We talk about what a cloud native serverless Postgres looks like, why developers want Postgres and why of the top 5 databases only Postgres is growing (according to DB-Engines Ranking), we talk about how they separated storage and compute to offer autoscaling, branching, and bottomless storage, we also talk about their focus on DX — where they’re getting it right and where they need to improve. Neon is invite only as of the recording and release of this episode, but near the end of the show Nikita shares a few ways to get an invite and early access.
Matched from the episode's transcript 👇
Nikita Shamgunov: [08:11] You know, similar things, right? So you deploy your app into Fly, and they are able to deploy that app around the world. They don’t do serverless, but I think they will over time. They already have machines that can scale down to zero, and stuff like that. So now the question is, “Can we can we have that in a completely elastic way over time?” This scaling down to zero is a big deal, for all the things that we’ve talked about before.
Finally, there’s the database. You have a frontend and a backend database. That’s the majority of the apps that need all three. Now, the tricky thing about databases is - well, you either build a completely new one from scratch - you know, DynamoDB, or something - or you take advantage of something that is extremely popular, like Postgres, but then it’s much trickier to make it serverless, because Postgres is a package; it has storage, compute, metadata, all in one box. And then in order to make it serverless, you need to cut the system in the right way; and what we did - we separated storage and compute.

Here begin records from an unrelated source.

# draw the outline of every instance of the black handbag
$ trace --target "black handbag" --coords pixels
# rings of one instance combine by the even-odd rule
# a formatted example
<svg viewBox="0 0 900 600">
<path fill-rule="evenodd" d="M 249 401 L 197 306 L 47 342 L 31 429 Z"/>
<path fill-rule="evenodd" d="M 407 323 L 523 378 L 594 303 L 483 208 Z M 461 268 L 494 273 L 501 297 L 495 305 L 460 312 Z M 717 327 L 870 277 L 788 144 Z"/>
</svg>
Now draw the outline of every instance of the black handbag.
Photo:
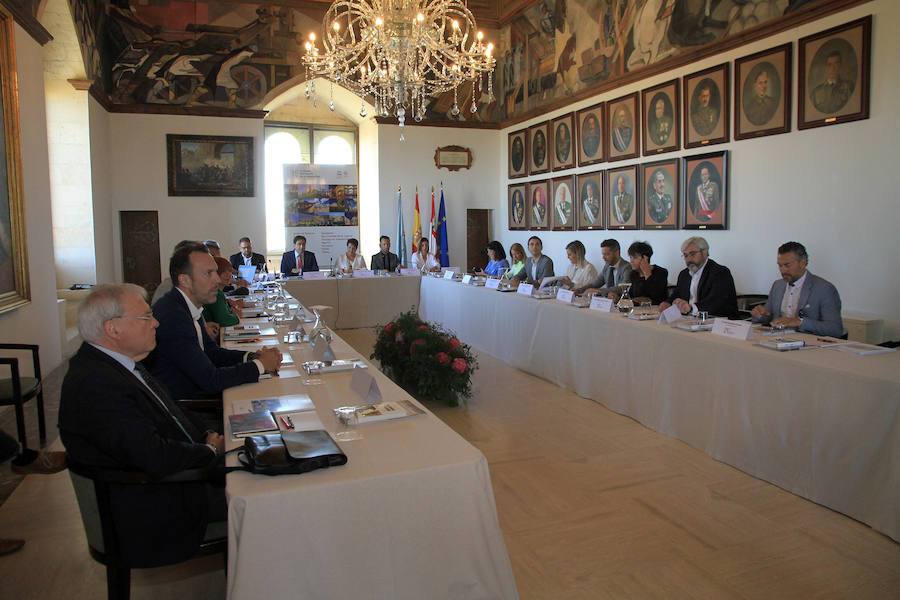
<svg viewBox="0 0 900 600">
<path fill-rule="evenodd" d="M 347 455 L 320 429 L 248 436 L 238 461 L 251 473 L 287 475 L 343 465 Z"/>
</svg>

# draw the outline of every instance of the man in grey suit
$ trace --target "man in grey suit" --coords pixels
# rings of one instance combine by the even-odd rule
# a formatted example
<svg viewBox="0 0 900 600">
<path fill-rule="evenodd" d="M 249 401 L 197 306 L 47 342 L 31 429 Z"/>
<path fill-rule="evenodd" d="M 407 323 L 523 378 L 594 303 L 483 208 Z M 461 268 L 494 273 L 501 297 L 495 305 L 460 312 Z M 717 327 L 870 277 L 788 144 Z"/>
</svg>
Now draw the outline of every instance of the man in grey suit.
<svg viewBox="0 0 900 600">
<path fill-rule="evenodd" d="M 617 299 L 617 287 L 620 283 L 631 281 L 631 264 L 622 259 L 622 250 L 619 242 L 614 239 L 600 242 L 600 252 L 603 256 L 603 269 L 597 278 L 584 287 L 575 290 L 578 294 L 592 292 L 601 296 Z"/>
<path fill-rule="evenodd" d="M 766 303 L 750 314 L 758 323 L 840 337 L 844 334 L 841 297 L 830 282 L 806 270 L 808 260 L 803 244 L 787 242 L 779 246 L 781 279 L 772 284 Z"/>
<path fill-rule="evenodd" d="M 525 259 L 525 276 L 528 283 L 540 285 L 544 277 L 553 277 L 553 261 L 544 256 L 544 243 L 536 235 L 528 238 L 528 252 Z"/>
</svg>

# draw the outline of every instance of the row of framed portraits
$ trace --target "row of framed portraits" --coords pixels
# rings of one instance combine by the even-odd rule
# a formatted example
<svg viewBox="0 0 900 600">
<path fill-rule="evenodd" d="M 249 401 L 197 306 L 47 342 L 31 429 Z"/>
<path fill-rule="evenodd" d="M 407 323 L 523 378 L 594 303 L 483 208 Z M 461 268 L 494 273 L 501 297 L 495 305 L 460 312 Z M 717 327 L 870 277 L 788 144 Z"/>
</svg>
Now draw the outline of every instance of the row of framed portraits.
<svg viewBox="0 0 900 600">
<path fill-rule="evenodd" d="M 799 41 L 797 126 L 869 116 L 871 15 Z M 792 43 L 509 134 L 510 179 L 791 129 Z M 683 101 L 682 101 L 683 99 Z M 683 136 L 683 143 L 682 143 Z"/>
<path fill-rule="evenodd" d="M 728 152 L 508 186 L 509 228 L 727 229 Z"/>
</svg>

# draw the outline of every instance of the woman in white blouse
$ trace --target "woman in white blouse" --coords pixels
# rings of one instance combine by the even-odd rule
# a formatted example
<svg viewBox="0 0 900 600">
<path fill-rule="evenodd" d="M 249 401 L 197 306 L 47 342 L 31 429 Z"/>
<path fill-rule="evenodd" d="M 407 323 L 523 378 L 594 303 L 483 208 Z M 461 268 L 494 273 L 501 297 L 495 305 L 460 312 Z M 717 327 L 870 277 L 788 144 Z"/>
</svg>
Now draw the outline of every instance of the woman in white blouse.
<svg viewBox="0 0 900 600">
<path fill-rule="evenodd" d="M 365 269 L 366 259 L 361 254 L 357 254 L 359 249 L 359 241 L 356 238 L 347 240 L 347 251 L 338 256 L 338 262 L 334 266 L 334 270 L 338 273 L 352 273 L 353 269 Z"/>
<path fill-rule="evenodd" d="M 566 246 L 566 256 L 571 263 L 566 269 L 566 275 L 560 283 L 568 288 L 579 288 L 588 285 L 597 278 L 597 269 L 584 260 L 584 244 L 575 240 Z"/>
<path fill-rule="evenodd" d="M 441 269 L 441 263 L 437 261 L 434 254 L 428 254 L 428 238 L 419 240 L 419 251 L 413 254 L 412 257 L 413 269 L 421 271 L 423 267 L 426 271 L 439 271 Z"/>
</svg>

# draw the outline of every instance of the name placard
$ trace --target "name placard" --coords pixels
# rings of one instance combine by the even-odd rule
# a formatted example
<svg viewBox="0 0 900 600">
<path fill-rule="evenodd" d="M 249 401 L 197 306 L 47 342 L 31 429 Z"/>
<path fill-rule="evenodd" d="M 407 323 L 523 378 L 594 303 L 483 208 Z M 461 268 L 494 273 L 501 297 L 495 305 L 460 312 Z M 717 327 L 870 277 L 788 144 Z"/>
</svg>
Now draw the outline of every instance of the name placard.
<svg viewBox="0 0 900 600">
<path fill-rule="evenodd" d="M 679 309 L 674 304 L 667 308 L 666 310 L 659 313 L 659 323 L 660 325 L 668 325 L 669 323 L 674 323 L 681 319 L 681 309 Z"/>
<path fill-rule="evenodd" d="M 588 308 L 591 310 L 599 310 L 600 312 L 612 312 L 616 309 L 616 305 L 613 304 L 613 301 L 609 298 L 594 296 L 591 298 L 591 305 Z"/>
<path fill-rule="evenodd" d="M 558 292 L 556 292 L 556 299 L 560 302 L 571 304 L 572 300 L 575 299 L 575 292 L 573 292 L 572 290 L 560 289 Z"/>
<path fill-rule="evenodd" d="M 713 322 L 712 332 L 735 340 L 752 340 L 753 323 L 718 318 Z"/>
<path fill-rule="evenodd" d="M 523 296 L 530 296 L 531 292 L 534 291 L 533 283 L 520 283 L 519 287 L 516 288 L 517 294 L 522 294 Z"/>
</svg>

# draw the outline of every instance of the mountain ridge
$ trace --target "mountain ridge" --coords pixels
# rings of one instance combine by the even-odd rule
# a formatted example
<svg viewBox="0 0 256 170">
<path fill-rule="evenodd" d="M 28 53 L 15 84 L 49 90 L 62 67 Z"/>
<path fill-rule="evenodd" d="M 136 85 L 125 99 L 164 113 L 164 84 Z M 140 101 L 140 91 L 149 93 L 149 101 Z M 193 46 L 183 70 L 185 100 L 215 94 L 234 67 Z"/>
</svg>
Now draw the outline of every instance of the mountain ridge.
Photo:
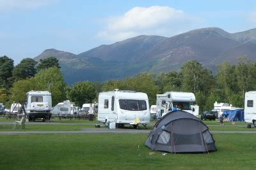
<svg viewBox="0 0 256 170">
<path fill-rule="evenodd" d="M 170 38 L 141 35 L 77 55 L 47 49 L 35 59 L 49 56 L 59 60 L 68 84 L 121 79 L 141 71 L 177 71 L 189 60 L 214 69 L 223 61 L 234 64 L 240 56 L 255 60 L 256 29 L 229 33 L 218 27 L 201 28 Z"/>
</svg>

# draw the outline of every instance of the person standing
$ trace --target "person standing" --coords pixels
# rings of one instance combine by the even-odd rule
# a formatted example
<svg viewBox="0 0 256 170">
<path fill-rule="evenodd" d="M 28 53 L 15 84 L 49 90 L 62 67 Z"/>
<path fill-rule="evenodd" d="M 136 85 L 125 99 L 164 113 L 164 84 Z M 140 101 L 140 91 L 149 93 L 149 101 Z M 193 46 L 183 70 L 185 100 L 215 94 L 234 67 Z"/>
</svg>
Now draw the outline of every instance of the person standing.
<svg viewBox="0 0 256 170">
<path fill-rule="evenodd" d="M 224 120 L 223 115 L 220 115 L 220 125 L 224 125 L 223 120 Z"/>
</svg>

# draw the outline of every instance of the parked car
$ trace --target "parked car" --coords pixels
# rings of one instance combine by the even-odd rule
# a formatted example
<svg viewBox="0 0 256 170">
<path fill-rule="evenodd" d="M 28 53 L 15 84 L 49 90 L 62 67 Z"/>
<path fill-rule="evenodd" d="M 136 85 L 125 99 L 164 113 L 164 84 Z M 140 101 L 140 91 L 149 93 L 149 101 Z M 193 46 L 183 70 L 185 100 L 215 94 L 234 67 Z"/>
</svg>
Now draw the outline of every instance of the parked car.
<svg viewBox="0 0 256 170">
<path fill-rule="evenodd" d="M 201 115 L 201 120 L 215 120 L 218 118 L 217 111 L 205 111 Z"/>
</svg>

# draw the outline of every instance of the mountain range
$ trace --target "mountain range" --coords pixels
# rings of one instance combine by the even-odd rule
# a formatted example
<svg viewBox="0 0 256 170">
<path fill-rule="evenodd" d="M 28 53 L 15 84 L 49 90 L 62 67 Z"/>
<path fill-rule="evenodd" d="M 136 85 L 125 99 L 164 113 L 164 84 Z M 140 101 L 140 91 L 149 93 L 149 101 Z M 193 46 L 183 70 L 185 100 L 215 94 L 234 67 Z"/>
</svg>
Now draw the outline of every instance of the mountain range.
<svg viewBox="0 0 256 170">
<path fill-rule="evenodd" d="M 47 49 L 34 59 L 50 56 L 59 60 L 68 85 L 122 79 L 141 71 L 177 71 L 189 60 L 214 70 L 221 62 L 235 64 L 241 56 L 256 60 L 256 29 L 229 33 L 216 27 L 202 28 L 170 38 L 141 35 L 77 55 Z"/>
</svg>

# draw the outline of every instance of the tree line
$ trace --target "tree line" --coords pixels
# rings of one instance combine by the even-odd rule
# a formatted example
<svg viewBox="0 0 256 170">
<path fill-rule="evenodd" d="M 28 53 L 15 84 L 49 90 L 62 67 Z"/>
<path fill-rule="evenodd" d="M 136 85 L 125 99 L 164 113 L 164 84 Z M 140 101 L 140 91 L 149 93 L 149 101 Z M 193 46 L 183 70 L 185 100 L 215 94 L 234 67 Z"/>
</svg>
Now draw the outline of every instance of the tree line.
<svg viewBox="0 0 256 170">
<path fill-rule="evenodd" d="M 140 73 L 123 80 L 105 82 L 79 81 L 68 86 L 64 81 L 58 60 L 54 57 L 38 62 L 24 59 L 14 66 L 6 56 L 0 57 L 0 103 L 10 106 L 13 101 L 26 101 L 32 90 L 52 93 L 52 105 L 69 99 L 81 106 L 97 102 L 102 91 L 118 89 L 147 93 L 150 105 L 156 104 L 156 94 L 169 91 L 190 92 L 196 96 L 200 111 L 211 110 L 215 101 L 243 108 L 244 93 L 256 89 L 256 62 L 240 57 L 236 64 L 223 62 L 215 74 L 196 60 L 188 60 L 179 71 Z"/>
</svg>

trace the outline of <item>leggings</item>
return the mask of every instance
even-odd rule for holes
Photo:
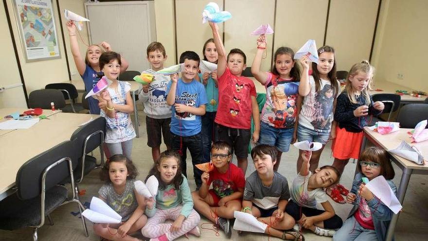
[[[129,160],[131,158],[131,152],[132,150],[132,139],[123,142],[117,143],[106,143],[108,150],[110,151],[110,156],[116,154],[123,154]]]
[[[157,209],[155,216],[149,218],[147,223],[143,227],[141,233],[144,237],[151,239],[158,238],[164,234],[170,241],[188,233],[196,226],[200,221],[200,216],[195,209],[192,209],[190,214],[183,221],[181,229],[176,232],[171,232],[169,231],[172,223],[165,223],[167,219],[177,219],[182,208],[182,205],[179,205],[168,209]]]

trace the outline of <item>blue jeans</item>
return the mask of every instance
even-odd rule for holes
[[[211,152],[211,142],[213,140],[213,133],[214,132],[214,119],[215,119],[214,112],[206,112],[205,114],[202,116],[202,144],[203,149],[202,150],[202,161],[209,162],[211,160],[210,153]]]

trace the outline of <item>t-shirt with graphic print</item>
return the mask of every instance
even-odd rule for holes
[[[228,68],[218,78],[218,106],[214,122],[231,128],[251,128],[251,96],[256,88],[251,79],[236,76]]]
[[[120,195],[116,193],[111,182],[103,185],[98,191],[107,204],[122,217],[122,222],[127,221],[138,207],[134,192],[134,179],[127,179],[125,189]]]
[[[334,90],[329,80],[320,79],[320,90],[317,92],[314,77],[309,75],[311,90],[303,99],[302,111],[299,115],[299,124],[316,131],[329,133],[334,117]],[[339,81],[337,81],[337,84],[340,86]],[[339,88],[336,97],[340,93]]]
[[[166,94],[169,94],[172,81],[168,84]],[[184,104],[188,106],[197,108],[207,104],[207,95],[204,85],[195,79],[190,83],[185,83],[181,78],[177,81],[176,90],[176,104]],[[201,116],[185,112],[178,113],[174,106],[171,107],[171,132],[181,136],[190,136],[201,132]]]
[[[275,128],[294,128],[300,82],[294,82],[292,78],[284,79],[270,72],[266,74],[266,102],[262,111],[262,121]]]
[[[293,180],[290,188],[291,200],[299,206],[316,208],[317,204],[327,202],[327,194],[322,188],[316,188],[308,191],[307,185],[309,177],[312,174],[310,171],[307,176],[302,176],[300,173]]]
[[[229,164],[227,171],[221,173],[216,168],[210,172],[208,186],[213,183],[213,190],[217,196],[223,198],[232,194],[238,188],[244,189],[245,177],[242,169],[233,163]]]
[[[273,180],[269,186],[263,185],[257,171],[247,178],[243,199],[252,202],[261,208],[268,210],[276,207],[280,200],[289,199],[287,179],[276,171],[273,172]]]

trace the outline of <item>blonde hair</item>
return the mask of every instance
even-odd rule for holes
[[[358,72],[363,72],[365,73],[371,74],[370,79],[369,80],[369,84],[367,88],[364,88],[361,91],[361,94],[363,95],[365,99],[365,104],[367,106],[369,106],[371,104],[370,95],[369,94],[369,90],[372,88],[370,85],[372,84],[372,79],[373,78],[373,75],[374,72],[374,67],[370,65],[368,60],[364,60],[361,62],[355,64],[351,68],[351,70],[348,73],[346,76],[346,85],[345,86],[345,90],[346,93],[348,94],[348,98],[352,104],[357,104],[357,100],[355,98],[356,91],[352,88],[352,85],[351,81],[349,80],[349,77],[358,74]]]

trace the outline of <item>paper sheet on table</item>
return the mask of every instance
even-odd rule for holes
[[[318,150],[322,147],[322,144],[319,142],[312,142],[309,141],[296,142],[293,145],[301,150],[312,151]]]
[[[92,197],[89,209],[84,211],[82,215],[97,223],[120,223],[122,220],[122,217],[107,204],[95,197]]]
[[[270,27],[270,25],[269,24],[262,24],[257,29],[252,31],[251,35],[258,36],[262,34],[272,34],[273,33],[273,30]]]
[[[383,176],[381,175],[374,178],[366,186],[395,214],[403,208]]]
[[[38,122],[39,119],[33,118],[29,120],[9,120],[0,123],[0,130],[28,129]]]
[[[417,164],[420,165],[424,164],[424,157],[422,153],[412,148],[409,144],[404,141],[402,141],[401,143],[394,149],[387,150],[392,153],[411,161]]]
[[[233,224],[233,229],[235,230],[264,233],[268,226],[268,224],[259,221],[249,213],[235,211],[233,217],[236,219]]]
[[[318,63],[318,52],[317,50],[315,40],[313,39],[307,40],[307,42],[294,54],[294,59],[300,59],[304,56],[307,56],[311,62]]]

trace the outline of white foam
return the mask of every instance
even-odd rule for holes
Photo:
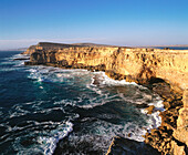
[[[158,99],[159,100],[159,99]],[[154,105],[155,108],[153,110],[152,114],[147,114],[147,110],[140,110],[142,113],[148,115],[148,127],[147,130],[150,131],[152,128],[157,128],[161,124],[161,117],[159,116],[160,112],[165,111],[163,101],[159,100],[157,102],[149,103],[148,105]]]
[[[65,122],[64,124],[60,124],[56,130],[51,131],[49,136],[40,136],[38,142],[42,145],[44,154],[52,155],[56,147],[56,143],[72,131],[73,124],[71,122]]]
[[[100,84],[109,85],[109,86],[111,86],[111,85],[127,85],[127,84],[137,85],[135,82],[126,82],[125,80],[121,80],[121,81],[118,81],[118,80],[113,80],[113,79],[108,78],[108,76],[105,74],[105,72],[102,72],[102,71],[95,72],[94,74],[101,75],[101,78],[98,78]],[[94,80],[93,80],[92,82],[94,83]],[[93,83],[92,83],[92,84],[93,84]]]

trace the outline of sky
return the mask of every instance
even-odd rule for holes
[[[0,0],[0,49],[188,44],[188,0]]]

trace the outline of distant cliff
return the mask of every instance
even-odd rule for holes
[[[129,82],[135,81],[136,83],[147,85],[166,82],[170,85],[171,91],[180,95],[180,97],[176,96],[174,100],[164,97],[165,101],[168,101],[171,105],[176,102],[179,104],[182,92],[186,92],[185,90],[188,87],[188,50],[39,43],[38,45],[30,46],[24,53],[31,54],[30,62],[25,62],[28,65],[44,64],[66,69],[102,70],[113,79],[125,79]],[[169,91],[169,93],[171,91]],[[158,93],[165,96],[165,91],[158,91]],[[174,131],[170,128],[173,133],[170,132],[171,138],[168,148],[171,147],[170,152],[176,155],[179,149],[184,149],[182,153],[185,153],[188,146],[188,140],[179,137],[181,134],[188,136],[186,96],[187,95],[184,96],[185,107],[180,110],[178,124],[174,126]],[[176,106],[170,107],[173,110],[176,108]],[[177,110],[179,111],[179,108],[181,108],[181,106]],[[173,122],[176,124],[177,116],[173,117]],[[184,146],[184,148],[181,146]],[[166,146],[161,149],[157,146],[158,151],[169,153],[166,152],[165,148]]]

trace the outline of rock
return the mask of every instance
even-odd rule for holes
[[[150,105],[149,107],[145,108],[147,111],[147,114],[152,114],[154,111],[155,106]]]

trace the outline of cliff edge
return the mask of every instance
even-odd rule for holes
[[[157,83],[159,89],[156,92],[164,99],[167,110],[165,114],[161,114],[164,122],[161,126],[173,124],[166,125],[166,128],[160,127],[161,133],[159,132],[158,137],[167,131],[167,136],[170,138],[161,136],[154,144],[150,141],[155,137],[154,132],[146,136],[146,143],[153,147],[156,146],[165,154],[186,154],[188,146],[188,50],[39,43],[29,48],[24,54],[31,54],[30,62],[25,62],[27,65],[44,64],[65,69],[105,71],[113,79],[134,81],[154,91]],[[170,121],[167,118],[169,115]],[[164,141],[164,146],[158,144],[161,141]]]

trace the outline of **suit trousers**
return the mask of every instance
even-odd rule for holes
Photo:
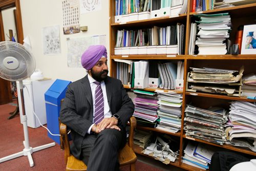
[[[87,165],[87,170],[119,170],[118,151],[126,142],[124,130],[107,129],[85,136],[81,160]]]

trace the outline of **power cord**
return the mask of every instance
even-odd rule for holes
[[[33,101],[32,101],[32,97],[31,96],[30,96],[30,94],[29,93],[29,90],[28,89],[28,87],[26,86],[26,85],[24,85],[24,86],[27,89],[27,90],[28,91],[28,94],[29,95],[29,98],[30,99],[30,106],[32,107],[33,105],[32,105],[32,104],[33,104]],[[24,109],[25,110],[25,109]],[[51,132],[51,131],[47,127],[45,127],[45,126],[44,126],[41,123],[41,122],[40,121],[40,120],[39,119],[39,118],[37,116],[37,115],[36,115],[36,114],[35,114],[35,111],[34,111],[34,109],[32,110],[32,111],[33,111],[33,114],[34,115],[35,115],[35,117],[36,117],[36,118],[37,119],[38,122],[39,122],[39,123],[40,124],[40,125],[41,126],[42,126],[43,127],[44,127],[45,129],[46,129],[47,131],[50,133],[50,134],[51,134],[51,135],[53,135],[53,136],[60,136],[60,135],[59,134],[53,134]],[[70,131],[68,132],[68,134],[69,134],[69,133],[70,132]]]

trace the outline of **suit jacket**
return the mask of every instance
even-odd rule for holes
[[[134,104],[121,81],[108,76],[105,84],[111,113],[119,116],[122,126],[124,126],[133,114]],[[92,91],[87,75],[69,84],[60,114],[61,122],[71,129],[71,152],[77,158],[79,158],[82,142],[93,123],[93,118]]]

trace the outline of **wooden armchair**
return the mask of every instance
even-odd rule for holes
[[[133,149],[133,137],[134,130],[136,127],[136,119],[133,116],[130,118],[130,129],[128,142],[119,153],[120,166],[130,165],[130,170],[135,170],[135,162],[137,156]],[[81,161],[75,158],[70,154],[70,144],[68,138],[67,126],[61,123],[60,126],[61,139],[64,146],[65,162],[67,164],[66,170],[87,170],[87,166]]]

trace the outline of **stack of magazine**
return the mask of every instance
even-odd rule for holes
[[[189,142],[184,150],[182,163],[206,170],[209,168],[211,156],[217,151],[213,146],[205,144]]]
[[[160,123],[157,128],[172,133],[178,132],[181,126],[182,95],[160,91],[158,91],[157,94]]]
[[[188,105],[185,112],[186,136],[222,145],[225,143],[226,110],[220,108],[204,110]]]
[[[240,96],[243,66],[239,72],[209,68],[190,69],[191,71],[188,74],[187,91]]]
[[[233,101],[230,108],[226,143],[256,152],[256,106],[247,101]]]
[[[135,90],[136,97],[133,99],[135,108],[133,116],[136,117],[139,125],[155,127],[158,104],[158,98],[155,93]]]

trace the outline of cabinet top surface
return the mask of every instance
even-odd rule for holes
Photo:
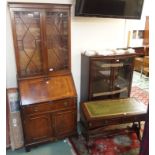
[[[19,90],[22,105],[76,97],[71,75],[23,80]]]

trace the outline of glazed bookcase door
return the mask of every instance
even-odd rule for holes
[[[46,11],[45,38],[49,73],[70,69],[68,17],[68,11]]]
[[[16,43],[19,77],[43,74],[41,53],[41,14],[39,11],[14,11],[14,42]]]
[[[113,92],[119,98],[126,98],[130,95],[133,58],[114,60],[114,63],[121,66],[113,72]]]
[[[90,99],[126,98],[130,95],[133,58],[92,61]]]
[[[107,98],[111,96],[112,85],[112,61],[97,60],[91,65],[90,98]]]

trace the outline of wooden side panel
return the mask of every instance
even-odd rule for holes
[[[89,57],[81,54],[81,85],[80,85],[80,102],[88,100],[90,84],[90,60]]]

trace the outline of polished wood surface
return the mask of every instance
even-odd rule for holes
[[[23,80],[19,83],[19,89],[22,105],[76,96],[70,75]]]
[[[10,2],[25,148],[77,133],[69,4]]]
[[[74,97],[22,106],[25,146],[76,134],[76,109]]]

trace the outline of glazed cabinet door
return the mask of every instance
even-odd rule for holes
[[[76,111],[74,109],[60,111],[53,116],[56,137],[64,137],[76,132]]]
[[[91,99],[126,98],[130,95],[133,58],[91,61]]]
[[[46,11],[45,28],[48,72],[69,70],[69,10]]]
[[[49,114],[27,116],[23,121],[26,143],[52,137],[53,131]]]
[[[11,18],[18,76],[42,75],[41,12],[15,9]]]

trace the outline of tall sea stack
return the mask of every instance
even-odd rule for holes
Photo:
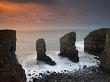
[[[16,55],[16,31],[0,30],[0,82],[26,82]]]
[[[105,39],[105,49],[100,56],[100,68],[110,74],[110,30]]]
[[[90,32],[84,39],[84,50],[99,56],[99,67],[110,74],[110,28]]]
[[[90,32],[84,38],[84,51],[96,56],[100,56],[105,48],[107,30],[109,30],[109,28],[102,28]]]
[[[70,32],[60,38],[59,56],[67,57],[73,62],[79,62],[78,50],[75,46],[76,33]]]
[[[49,65],[55,65],[56,63],[46,55],[46,43],[44,39],[38,39],[36,42],[37,60],[44,61]]]

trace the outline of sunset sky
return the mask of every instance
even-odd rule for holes
[[[110,0],[0,0],[0,28],[110,28]]]

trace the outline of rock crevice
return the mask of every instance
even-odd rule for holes
[[[16,55],[16,31],[0,30],[0,82],[26,82]]]
[[[67,57],[73,62],[79,62],[78,50],[75,46],[76,33],[70,32],[60,38],[59,56]]]
[[[44,39],[38,39],[36,42],[37,60],[44,61],[49,65],[55,65],[56,63],[46,55],[46,43]]]

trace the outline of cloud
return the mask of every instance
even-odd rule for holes
[[[45,29],[110,24],[108,0],[2,0],[0,26]],[[100,4],[99,4],[100,3]],[[106,21],[106,23],[104,22]]]

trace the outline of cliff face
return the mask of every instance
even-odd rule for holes
[[[84,50],[100,58],[100,68],[110,74],[110,28],[90,32],[84,39]]]
[[[93,55],[100,56],[101,52],[104,51],[106,33],[109,28],[102,28],[90,32],[84,38],[84,51]]]
[[[16,55],[16,31],[0,31],[0,82],[26,82],[25,71]]]
[[[38,39],[36,42],[37,60],[44,61],[49,65],[56,65],[56,63],[46,55],[46,43],[44,39]]]
[[[78,50],[75,46],[76,33],[70,32],[60,38],[59,56],[67,57],[73,62],[79,62]]]
[[[110,73],[110,30],[106,34],[105,49],[100,57],[100,67]]]

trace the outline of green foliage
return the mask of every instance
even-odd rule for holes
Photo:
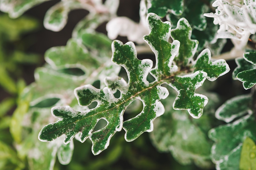
[[[0,10],[16,18],[46,1],[0,0]],[[216,13],[204,14],[212,11],[211,1],[141,0],[137,23],[116,18],[118,0],[60,1],[46,13],[47,29],[60,30],[73,10],[85,9],[89,14],[75,27],[66,46],[46,51],[46,63],[36,69],[35,82],[26,88],[18,78],[19,66],[39,60],[23,52],[27,47],[23,41],[17,42],[37,23],[0,16],[0,85],[11,96],[0,103],[0,169],[124,169],[118,161],[128,163],[127,169],[164,169],[168,166],[192,170],[212,168],[214,164],[218,170],[255,169],[254,90],[240,95],[237,87],[230,87],[239,95],[217,110],[224,101],[205,91],[222,92],[212,88],[219,81],[210,83],[229,68],[224,60],[216,59],[234,58],[249,46],[249,36],[255,32],[255,3],[217,0],[212,4],[218,7]],[[214,18],[214,22],[204,15]],[[162,21],[165,18],[168,21]],[[136,47],[132,42],[112,42],[95,31],[110,20],[107,24],[109,37],[116,32],[134,39]],[[235,47],[215,58],[226,43],[220,39],[223,38],[236,40],[232,41]],[[233,73],[246,89],[256,84],[255,52],[252,50],[255,39],[251,38],[246,51],[250,52],[236,59],[238,66]],[[7,46],[14,42],[13,51],[8,51]],[[152,52],[155,63],[138,59]],[[144,132],[153,127],[149,137],[154,146],[172,156],[163,154],[162,159],[148,149]],[[125,132],[116,134],[122,129]],[[137,139],[125,144],[124,135],[127,141]],[[88,138],[94,155],[111,149],[92,158]]]
[[[166,0],[148,1],[151,4],[151,7],[148,10],[148,13],[156,13],[161,17],[164,17],[169,11],[176,15],[180,15],[183,12],[183,0],[174,0],[172,3]]]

The adoption has been phenomenal. And when we announced the system, just in June, we now have close to 10,000 users coming into the platform and signing up for this system. And we haven’t even lifted the invite gates. So we are onboarding people in batches, and we’re seeing a lot of interest of people coming into the platform and using the system. Granted, all of that is free right now, which is attracting a lot of tire kickers and people who are just trying things out… But we are in communication with those folks. They’re filling up surveys and we are engaging with them directly… And so we see a lot of excitement around serverless. That excitement can be probably split in three categories. The first one is “I’m an indie developer. I just want something cheap or free” or whatever. And some of that is a Heroku fallout as well. Another use case is, “Well, I’m doing a lot of software development. I need this developer environment.” So that’s where scaling to zero, branching (it’s another thing that we bring to the table) allows you to very easily create developer environments and don’t sweat bullets that you can just like over-create those developer environments and forget to turn them off, because they all scale to zero.
And finally, we see professional, like bigger organizations that are saying, “Well, we are an RDS, but it’s getting extremely hard to deal with Amazon. We just want simpler, we need more reliable, and we need something that plugs into the next-generation infrastructure”, which is the Vercels of the world, which is AWS Lambda, and which is something like Fly as well. So that’s where we see kind of the categories of people coming in.
There are other serverless offerings on the market, I think namely Planet Scale and Aurora. When I started the company, I had a little bit of an insight into AWS Aurora, and they always track; they build something and they see how much of an impact this is to the overall business. And when they shipped Aurora serverless v1, which is their first implementation - now they’re on the v2, which by the way, doesn’t scale all the way to zero… But that thing took off like there was no tomorrow for Aurora. So that was a big deal and a signal for me then, figuring out how to build a dominant OLTP cloud database.